When a tier first crosses, the engine raises a slo.burn_rate signal (plane
slo) into the incident pipeline. Signals are latched per window per
episode: one signal when a tier starts firing, and it re-arms only after the
long window drops back under the threshold. Clearing on the long window (not
the short one) is deliberate hysteresis — it stops a single episode from
flapping out a stream of alerts on short-window jitter.
Cold start — an empty baseline is not an outage
A brand-new SLO, or one whose probes barely run, has almost no data. A single
failure out of three probes is a 33% error rate, which would trivially trip
every burn threshold — a false alarm. So the engine stays quiet until an SLO has
seen at least 50 events in its full window, and reports cold_start: true
until then.
The threshold is checked against the full SLO window, not against each alert window. That distinction matters: a low-cadence probe (say one every few minutes) might never accumulate 50 events inside the 1-hour fast window, so gating on the alert window would make fast alerts permanently dead. Gating on the full window instead lets slow probes still get fast alerts once they have enough history overall.
Surfaces
GET /v1/slos(permissionmetrics.read) — the caller's tenant's SLO statuses: attainment, error budget remaining, total events, the cold-start flag, and per-window burn rates with their firing state.slo_running: falsemeans the engine is not wired in.GET /v1/slos/openslo(permissionmetrics.read) — the loaded definitions as an OpenSLO v1 YAML stream. Definitions are deployment-level configuration; statuses are per tenant, so this endpoint returns the shared definitions and/v1/slosreturns the tenant-scoped numbers.- SLOs page (
/slos) — the executive dashboard: attainment vs. objective, an error-budget bar, burn-rate badges, service/team labels, and honest cold-start and not-wired states. - What-if integration — a failure simulation reports
impacted_slos, the SLOs whose service or probe target sits inside the simulated blast radius, so "what breaks if this link dies?" answers in SLO terms.
%%{init: {'theme':'base','themeVariables':{'background':'#0d1117','primaryColor':'#161b22','primaryTextColor':'#e6edf3','primaryBorderColor':'#3b82f6','lineColor':'#8b949e','secondaryColor':'#21262d','tertiaryColor':'#0d1117','clusterBkg':'#161b22','clusterBorder':'#30363d','fontFamily':'ui-monospace, SFMono-Regular, Menlo, monospace'},'flowchart':{'curve':'basis','nodeSpacing':55,'rankSpacing':55,'padding':12}}}%%
flowchart LR
R[synthetic results] --> C[SLOConsumer]
C --> E[slo.Engine<br/>per-tenant minute buckets]
D[OpenSLO YAML<br/>PROBECTL_SLO_DIR] -->|strict load| E
E -->|statuses| API[GET /v1/slos]
E -->|OpenSLO out| EXP[GET /v1/slos/openslo]

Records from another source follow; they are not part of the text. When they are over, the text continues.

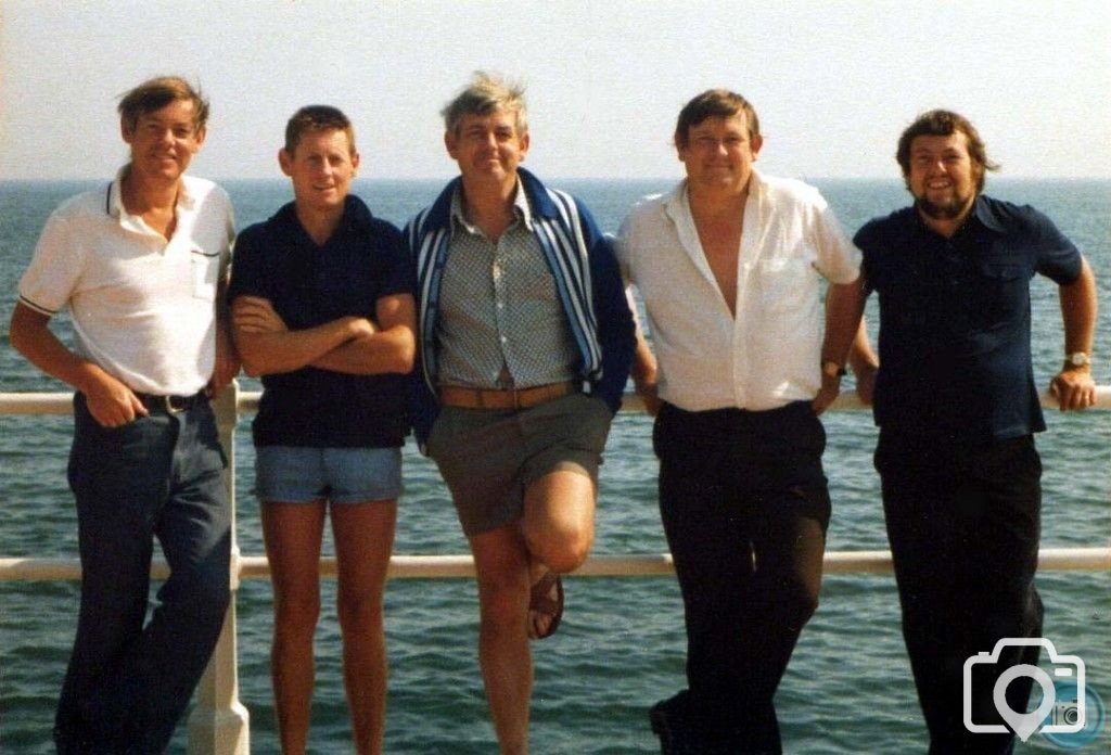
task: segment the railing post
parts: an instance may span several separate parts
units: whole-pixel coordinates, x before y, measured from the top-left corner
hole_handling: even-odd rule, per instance
[[[228,500],[231,504],[231,601],[223,630],[208,668],[197,687],[197,705],[189,716],[189,755],[248,755],[250,715],[239,702],[239,660],[236,648],[236,596],[240,558],[236,541],[236,421],[239,384],[231,382],[213,402],[220,442],[228,456]]]

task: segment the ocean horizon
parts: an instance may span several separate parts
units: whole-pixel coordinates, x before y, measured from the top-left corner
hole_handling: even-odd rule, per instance
[[[446,177],[450,178],[450,177]],[[446,180],[446,179],[444,179]],[[359,179],[353,192],[379,217],[401,224],[431,202],[444,180]],[[8,322],[16,288],[47,214],[84,181],[0,181],[0,286]],[[675,179],[552,180],[615,232],[644,194],[668,191]],[[231,194],[239,229],[289,201],[284,179],[219,181]],[[901,179],[821,179],[821,189],[851,235],[868,219],[908,203]],[[1111,383],[1111,179],[989,177],[987,193],[1044,211],[1088,256],[1103,301],[1094,374]],[[874,338],[874,298],[869,302]],[[1032,286],[1034,370],[1048,385],[1062,353],[1055,286]],[[58,318],[59,332],[68,329]],[[259,390],[240,378],[242,390]],[[849,380],[844,390],[852,390]],[[0,335],[0,392],[68,392],[42,376]],[[252,494],[251,416],[236,435],[237,533],[244,555],[261,555],[258,502]],[[823,416],[824,462],[833,516],[828,551],[887,550],[879,483],[871,454],[869,412]],[[1042,545],[1107,546],[1111,541],[1111,414],[1047,412],[1038,445],[1044,465]],[[77,532],[66,460],[68,416],[0,415],[0,557],[76,557]],[[663,553],[655,497],[651,421],[622,413],[600,473],[598,538],[593,553]],[[399,505],[394,554],[463,554],[467,542],[439,475],[411,439],[404,449],[406,492]],[[330,537],[326,553],[331,553]],[[1111,574],[1043,572],[1044,636],[1059,653],[1081,657],[1088,684],[1111,704]],[[317,692],[310,752],[350,752],[334,614],[334,581],[323,583],[317,634]],[[46,755],[53,706],[77,616],[78,585],[0,582],[0,753]],[[153,596],[151,598],[153,601]],[[266,580],[244,581],[238,598],[240,701],[251,716],[254,753],[278,752],[269,680],[271,592]],[[496,752],[477,661],[478,603],[472,580],[394,580],[387,587],[391,676],[386,749],[449,755]],[[991,650],[991,648],[984,648]],[[532,752],[625,755],[659,752],[648,708],[684,686],[682,603],[673,576],[567,580],[567,615],[551,640],[533,645],[536,687]],[[1047,658],[1042,666],[1048,668]],[[828,575],[814,618],[802,633],[777,696],[784,752],[802,754],[925,752],[890,575]],[[1107,752],[1111,732],[1081,752]],[[1041,734],[1017,753],[1057,753]],[[184,752],[184,725],[170,753]]]

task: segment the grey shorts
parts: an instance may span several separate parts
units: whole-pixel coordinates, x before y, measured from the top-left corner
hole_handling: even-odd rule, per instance
[[[472,536],[519,520],[524,490],[550,472],[597,481],[611,420],[601,399],[582,393],[519,411],[444,406],[428,453]]]

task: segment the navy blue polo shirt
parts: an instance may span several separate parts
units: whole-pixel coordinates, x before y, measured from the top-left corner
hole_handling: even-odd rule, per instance
[[[951,239],[913,207],[853,241],[879,294],[875,423],[970,444],[1045,429],[1030,355],[1030,280],[1080,275],[1081,255],[1030,207],[978,197]]]
[[[268,299],[293,330],[346,315],[373,318],[382,296],[412,293],[401,232],[348,197],[343,218],[322,245],[292,203],[236,240],[228,301]],[[351,375],[302,368],[262,378],[252,425],[256,445],[399,446],[408,432],[404,375]]]

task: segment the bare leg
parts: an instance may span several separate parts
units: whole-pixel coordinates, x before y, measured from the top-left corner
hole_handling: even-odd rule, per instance
[[[274,592],[270,676],[281,751],[301,755],[309,737],[316,663],[312,635],[320,615],[320,538],[326,504],[262,504],[262,535]]]
[[[382,593],[393,548],[396,501],[332,506],[339,562],[337,608],[343,632],[343,684],[359,755],[379,755],[386,724]]]
[[[595,500],[594,481],[581,472],[550,472],[529,485],[521,531],[531,556],[530,583],[536,584],[547,571],[573,572],[587,560],[594,542]],[[540,635],[552,620],[532,612],[529,621]]]
[[[530,586],[546,570],[570,572],[585,561],[594,538],[594,491],[585,474],[562,470],[546,474],[526,491],[519,524],[470,538],[481,613],[479,662],[506,755],[528,753]]]
[[[529,554],[516,524],[470,538],[479,586],[479,664],[501,752],[529,752]]]

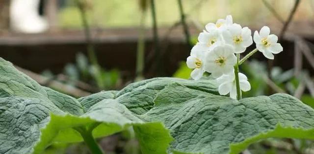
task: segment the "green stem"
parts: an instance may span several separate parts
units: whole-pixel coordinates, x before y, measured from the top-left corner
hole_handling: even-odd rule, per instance
[[[235,80],[236,80],[236,99],[241,99],[241,89],[240,89],[240,81],[239,80],[239,60],[240,54],[236,54],[236,64],[235,66]]]
[[[249,54],[248,54],[247,55],[245,55],[245,57],[243,57],[242,59],[241,59],[241,60],[239,62],[238,65],[240,65],[241,64],[242,64],[242,63],[243,63],[243,62],[244,62],[244,61],[245,61],[245,60],[248,59],[248,58],[249,58],[250,57],[251,57],[252,55],[253,55],[254,53],[255,53],[255,52],[257,52],[257,51],[258,51],[257,48],[256,48],[256,49],[252,50],[252,51],[251,51],[250,53],[249,53]]]
[[[157,64],[157,70],[159,75],[161,73],[162,68],[162,63],[161,63],[161,55],[159,44],[159,39],[157,29],[157,20],[156,18],[156,11],[155,0],[151,0],[151,10],[152,11],[152,17],[153,18],[153,31],[154,35],[154,44],[155,46],[155,57]]]
[[[77,0],[77,2],[78,3],[78,8],[79,9],[79,12],[80,13],[82,24],[84,27],[84,32],[86,39],[88,58],[89,58],[89,60],[91,63],[93,65],[98,67],[98,62],[97,61],[96,53],[95,53],[95,49],[94,48],[94,45],[92,40],[90,28],[87,21],[87,17],[86,16],[85,9],[84,8],[84,6],[81,1],[80,1],[79,0]]]
[[[78,128],[76,130],[83,137],[84,141],[93,154],[103,154],[103,151],[97,144],[92,134],[92,131],[87,130],[85,128]]]
[[[142,10],[140,23],[140,32],[137,41],[137,55],[136,56],[136,78],[135,80],[140,81],[143,79],[143,71],[144,67],[145,55],[145,20],[146,10]]]
[[[185,42],[186,42],[186,44],[190,49],[192,48],[192,45],[191,45],[191,44],[190,43],[190,33],[188,31],[188,27],[185,22],[185,15],[184,13],[184,11],[183,11],[182,0],[178,0],[178,3],[179,4],[179,8],[181,17],[181,23],[182,24],[183,30],[184,31],[184,35],[185,36]],[[190,51],[189,50],[189,51]]]

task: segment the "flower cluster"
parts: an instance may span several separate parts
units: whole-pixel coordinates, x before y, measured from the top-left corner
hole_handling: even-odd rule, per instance
[[[234,99],[237,96],[237,81],[239,90],[246,91],[251,89],[247,77],[235,69],[241,63],[239,54],[245,51],[253,40],[257,49],[248,54],[248,57],[244,57],[244,60],[258,50],[270,59],[274,59],[273,54],[283,51],[281,45],[277,43],[278,37],[270,35],[268,27],[263,26],[259,33],[255,31],[252,39],[251,30],[233,23],[231,15],[227,16],[226,19],[218,20],[216,23],[207,24],[205,29],[200,33],[198,42],[186,60],[187,66],[194,69],[191,77],[198,80],[206,71],[211,73],[220,84],[219,93],[230,93]]]

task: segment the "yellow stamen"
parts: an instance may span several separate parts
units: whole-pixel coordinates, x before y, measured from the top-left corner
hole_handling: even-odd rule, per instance
[[[196,59],[195,64],[195,65],[196,66],[195,66],[196,68],[200,68],[202,66],[202,62],[198,58]]]
[[[223,23],[221,23],[221,22],[217,23],[216,23],[216,26],[217,27],[217,28],[219,28],[222,25],[222,24]]]
[[[236,36],[234,37],[234,42],[236,44],[239,44],[241,43],[243,40],[242,39],[241,36]]]
[[[267,38],[263,38],[262,39],[262,44],[266,47],[268,47],[270,45],[270,43],[267,40]]]
[[[207,46],[210,46],[210,45],[214,44],[216,41],[217,41],[217,40],[216,40],[215,39],[210,39],[209,40],[208,43],[207,43]]]
[[[222,66],[226,64],[227,59],[225,57],[219,56],[215,60],[216,64],[219,66]]]

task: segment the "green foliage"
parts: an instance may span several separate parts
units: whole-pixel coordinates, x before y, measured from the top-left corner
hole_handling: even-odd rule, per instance
[[[186,66],[185,62],[182,62],[180,63],[179,69],[173,74],[175,78],[188,79],[190,78],[190,75],[192,69],[189,68]]]
[[[239,101],[212,80],[157,78],[76,99],[0,59],[0,153],[39,154],[131,126],[143,154],[238,154],[269,137],[314,139],[314,110],[283,94]]]
[[[76,64],[68,64],[64,68],[64,73],[72,81],[92,82],[101,89],[114,89],[121,81],[120,72],[115,69],[105,70],[88,63],[87,57],[79,53],[76,56]],[[91,82],[91,80],[92,82]]]

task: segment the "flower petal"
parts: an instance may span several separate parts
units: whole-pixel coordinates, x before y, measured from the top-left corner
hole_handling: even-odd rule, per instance
[[[256,44],[260,44],[261,43],[262,39],[261,38],[261,36],[260,36],[260,34],[257,31],[255,31],[254,32],[253,39],[254,40],[254,42],[255,42]]]
[[[278,41],[278,37],[274,34],[270,34],[268,35],[267,39],[270,41],[270,44],[275,44]]]
[[[210,35],[209,33],[201,32],[198,36],[198,42],[203,44],[207,44],[209,40],[209,37]]]
[[[247,40],[250,38],[252,39],[252,32],[248,27],[243,27],[242,28],[242,32],[241,32],[241,36],[243,40]]]
[[[204,44],[198,43],[191,50],[191,55],[195,55],[197,57],[202,57],[206,51],[209,50],[208,46]]]
[[[232,83],[224,83],[221,84],[218,88],[219,94],[222,95],[225,95],[230,92]]]
[[[228,74],[234,71],[234,66],[226,65],[222,69],[222,72],[224,74]]]
[[[217,82],[219,84],[232,83],[235,80],[235,75],[234,74],[232,73],[230,73],[228,75],[224,74],[219,78],[217,78],[217,79],[216,79],[216,81],[217,81]],[[234,77],[233,78],[233,76]]]
[[[233,99],[236,98],[236,84],[233,84],[231,87],[231,89],[230,90],[230,97]]]
[[[270,29],[268,26],[264,26],[262,27],[260,31],[260,36],[262,38],[267,38],[270,33]]]
[[[253,39],[252,39],[252,36],[250,36],[247,39],[243,39],[243,42],[242,42],[242,45],[243,46],[247,47],[250,46],[250,45],[252,45],[253,43]]]
[[[246,76],[242,73],[239,73],[239,80],[247,80]]]
[[[235,46],[235,53],[241,53],[245,51],[246,47],[241,45],[241,44],[236,45]]]
[[[202,69],[196,68],[191,72],[191,77],[194,80],[198,80],[203,76],[204,71]]]
[[[213,23],[209,23],[205,26],[205,28],[208,32],[210,33],[212,31],[217,30],[216,24]]]
[[[186,65],[188,67],[190,68],[195,68],[196,58],[196,57],[194,55],[189,56],[186,58]]]
[[[240,81],[240,88],[242,91],[247,91],[251,89],[251,85],[247,80]]]
[[[229,31],[232,36],[239,36],[241,35],[242,27],[238,24],[234,23],[229,27]]]
[[[232,16],[230,15],[227,16],[227,17],[226,17],[226,23],[227,24],[232,24],[233,22]]]
[[[277,54],[284,50],[281,44],[278,43],[272,44],[269,47],[271,50],[271,52],[274,54]]]
[[[212,70],[210,73],[211,73],[211,76],[214,78],[219,78],[223,74],[222,71],[217,71],[217,69]]]
[[[262,52],[265,57],[269,59],[274,59],[274,55],[268,49],[262,50]]]
[[[234,54],[231,54],[227,57],[226,65],[234,66],[236,63],[236,57]]]
[[[229,30],[224,30],[222,32],[222,37],[226,42],[226,43],[232,44],[233,43],[232,36]]]

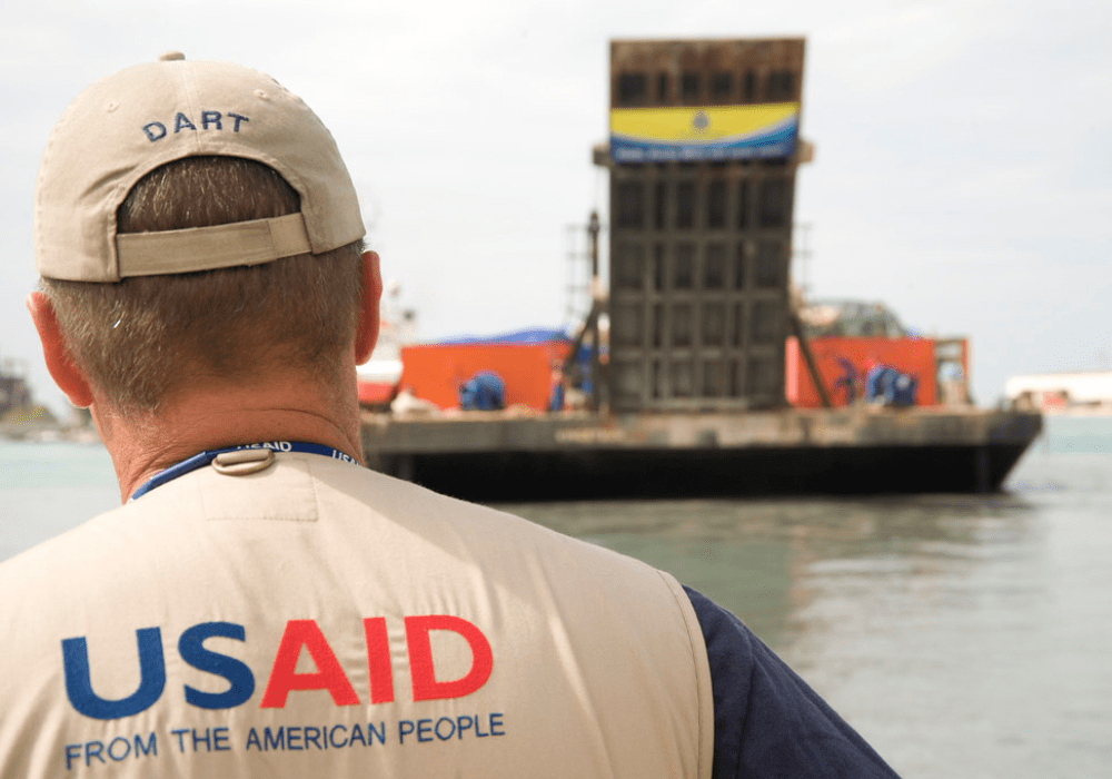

E -->|"slo.burn_rate signals"| INC[incident pipeline]
E -->|impacted SLOs| WI[what-if simulation]
API --> UI[SLOs page]
Under the hood the engine keeps per-tenant, per-minute buckets of good/total
counts, pruned to the SLO window. Burn over any window is computed by summing
the buckets in that window — so the same data answers both the live status and
the alert evaluation.
Configuration
| Variable | Default | Purpose |
|---|---|---|
PROBECTL_SLO_ENABLED |
true |
the engine + result consumer (local-only) |
PROBECTL_SLO_DIR |
(none) | directory of OpenSLO YAML definitions; empty means zero SLOs, honestly reported |
Out of scope by design: application-level SLOs. probectl correlates the network planes; it does not own application instrumentation.